Discovery health information model

From Discovery Data Service
Jump to navigation Jump to search

This article describes the approach taken to producing information models, including ; what they are, what their purpose is, and what the technical components of the models are.

The article does not include the content of any particular model.

What is the health information model (IM) and what is its purpose?

The IM is a representation of the meaning and structure of data held in the electronic records of the health and social care sector, together with libraries of query, value sets, concept sets, data set definitions and mappings.

The main purpose is to bridge the chasm that exists between highly technical digital representations and plain language so that when questions are asked of data, a lay person could use plain language without prior knowledge of the underlying models.

It is a computable abstract logical model, not a physical structure or schema. "computable" means that operational software operates directly from the model artefacts, as opposed to using the model for illustration purposes. As a logical model it models data that may be physically held any a variety of different types of data stores, including relational or graph data stores. Because the model is independent of the physical schemas, the model itself has to be interoperable and without any proprietary lock in.

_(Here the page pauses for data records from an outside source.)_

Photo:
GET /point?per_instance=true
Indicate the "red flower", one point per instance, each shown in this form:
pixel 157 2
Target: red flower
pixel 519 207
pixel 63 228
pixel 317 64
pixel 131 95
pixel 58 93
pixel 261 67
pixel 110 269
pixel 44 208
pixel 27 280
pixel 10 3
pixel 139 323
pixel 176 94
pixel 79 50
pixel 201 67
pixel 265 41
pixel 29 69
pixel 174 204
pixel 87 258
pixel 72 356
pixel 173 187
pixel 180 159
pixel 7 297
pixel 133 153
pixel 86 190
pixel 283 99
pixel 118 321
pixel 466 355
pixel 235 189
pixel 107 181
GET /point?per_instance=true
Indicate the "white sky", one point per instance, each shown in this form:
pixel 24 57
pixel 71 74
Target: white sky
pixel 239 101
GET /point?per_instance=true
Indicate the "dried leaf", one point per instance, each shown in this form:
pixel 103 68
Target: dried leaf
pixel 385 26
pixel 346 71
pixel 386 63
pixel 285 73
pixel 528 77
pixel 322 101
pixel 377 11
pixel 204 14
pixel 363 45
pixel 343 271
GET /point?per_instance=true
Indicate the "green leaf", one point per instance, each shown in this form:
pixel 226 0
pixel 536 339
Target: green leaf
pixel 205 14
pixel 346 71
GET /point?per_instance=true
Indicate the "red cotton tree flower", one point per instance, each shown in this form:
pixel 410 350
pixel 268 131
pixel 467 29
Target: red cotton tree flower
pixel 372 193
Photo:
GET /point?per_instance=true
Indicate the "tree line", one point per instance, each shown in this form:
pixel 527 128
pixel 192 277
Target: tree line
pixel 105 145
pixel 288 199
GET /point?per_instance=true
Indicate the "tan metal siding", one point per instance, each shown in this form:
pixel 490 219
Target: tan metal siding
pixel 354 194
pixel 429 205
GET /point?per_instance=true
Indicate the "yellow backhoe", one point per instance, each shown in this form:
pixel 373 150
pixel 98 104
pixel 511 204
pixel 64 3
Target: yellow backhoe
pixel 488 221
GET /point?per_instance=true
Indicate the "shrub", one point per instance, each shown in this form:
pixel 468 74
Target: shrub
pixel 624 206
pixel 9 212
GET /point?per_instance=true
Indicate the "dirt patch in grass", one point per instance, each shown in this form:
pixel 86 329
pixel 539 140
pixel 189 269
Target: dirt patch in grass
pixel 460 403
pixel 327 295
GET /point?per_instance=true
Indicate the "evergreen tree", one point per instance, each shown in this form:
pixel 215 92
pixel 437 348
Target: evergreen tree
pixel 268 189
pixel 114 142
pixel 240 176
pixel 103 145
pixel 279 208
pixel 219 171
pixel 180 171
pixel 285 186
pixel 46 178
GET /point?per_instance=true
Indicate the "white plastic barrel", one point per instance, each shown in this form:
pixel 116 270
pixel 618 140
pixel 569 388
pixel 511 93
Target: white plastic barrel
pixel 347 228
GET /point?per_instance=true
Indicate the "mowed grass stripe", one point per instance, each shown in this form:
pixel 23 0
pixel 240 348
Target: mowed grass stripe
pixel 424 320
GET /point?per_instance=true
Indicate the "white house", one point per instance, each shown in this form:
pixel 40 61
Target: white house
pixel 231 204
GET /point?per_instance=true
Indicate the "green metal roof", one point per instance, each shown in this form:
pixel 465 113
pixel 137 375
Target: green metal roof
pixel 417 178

The IM is a broad model that integrates a set of different approaches to modelling using a common ontology. The components of the model are:

  1. A set of ontologies, which is a vocabulary and definitions of the concepts used in healthcare, or more simply put, a vocabulary of health. The ontologies is made up of the world's leading ontology Snomed-CT, with a London extensions, various code based taxonomies (e.g. ICD10, Read, supplier codes and local codes)
  2. A common data model, which is a set of classes and properties, using the vocabulary, that represent the data and relationships as published by live systems that have published data, Note that this data model is NOT a standard model but a collated set of entities and relationships bound to the concepts based on real data, that are mapped to a common model.
  3. A library of business specific concept value sets, (aka reference sets) which are expression constraints on the ontology for the purpose of query
  4. A catalogue of reference data such as geographical areas, organisations and people derived and updated from public resources.
  5. A library of Data set (query) definitions for querying and extracting instance data from the information model, reference data, or health records.
  6. A set of maps creating mappings between published concepts and the core ontology as well as structural mappings between submitted data and the data model.
  7. An open source set of utilities that can be used to browse, search, or maintain the model.

Model building blocks and visualisation

The model consists of classes, sets and objects that are instances of classes.


Objects can act as objects in their own rights (e.g. an instance of chest pain) or may also act as classes (e.g. the class of objects that are chest pain). Likewise sets have members that are objects and the objects may also act as classes or sets. For example a set for the 2011 Ethnicity census will contain a member object of "British" which is also a set with members such as English and so on.

The model itself is stored as an RDF based knowledge graph, which means it is implementable in any mainstream Graph database technology. There are no vendor specific extensions to RDF.

In line with the RDF standard, all persistent types, classes, , property identifiers and object value identifiers are uniquely named using international resource identifiers. In most cases the identifiers are externally provided (e.g. Snomed-CT identifiers) whilst in others that have been created for a particular model. Organisations that author elements of the models use their own identifiers.

From a data modelling perspective the arrangements of types may be referred to as archetypes, which are conceptually similar to FHIR profiles. In the semantic web world they would be considered "shapes". There are an unlimited number of these which frees the model from any particular conventional relational database schema. Inheritance of types is supported which enables broad classifications of types and re-usability.

The variation between the parts of the model that model terminology concepts and those that model data use slightly different grammars in keeping with their different purposes. The information model language describes the differences.

The models can be viewed in their raw technical form (in JSON or Turtle) or can be viewed by the information model viewer at the online tool Information model directory

Information model language

Main article information modelling language describes the language in more detail.

The semantic web approach is adopted for the purposes of identifiers and grammar. In this approach, data can be described via the use of a plain language grammar consisting of a subject, a predicate, and an object; A triple, with an additional context referred to as a graph or RDF data set. The theory is that all health data can be described in this way (with predicates being extended to include functions).

However, the semantic web languages are highly complex and a set of more pragmatic approaches are taken for the more specialised structures.

The consequence of this approach is that W3C web standards can be used such as the use of Resource Descriptor Framework or RDF. This sees the world as a set of triples (subject/ predicate/ object) with some things named and somethings anonymous. Systems that adopt this approach can exchange data in a way that the semantics can be preserved. Whilst RDF is an incredibly arcane language at a machine level, the things it can describe can be very intuitive when represented visually. In other words the Information modelling approach involves an RDF Graph.

In addition to semantic web languages, other commonly used languages are in place are used to enable the model to be accessed by more people.. For example the Snomed-CT expression constraint language is a common way of defining concept sets. ECL is logically equivalent to a closed world query on an open world OWL ontology. The IM language uses the semantic language of SPARQL together with entailment to model ECL but ECL can be exported or used as input as an alternative.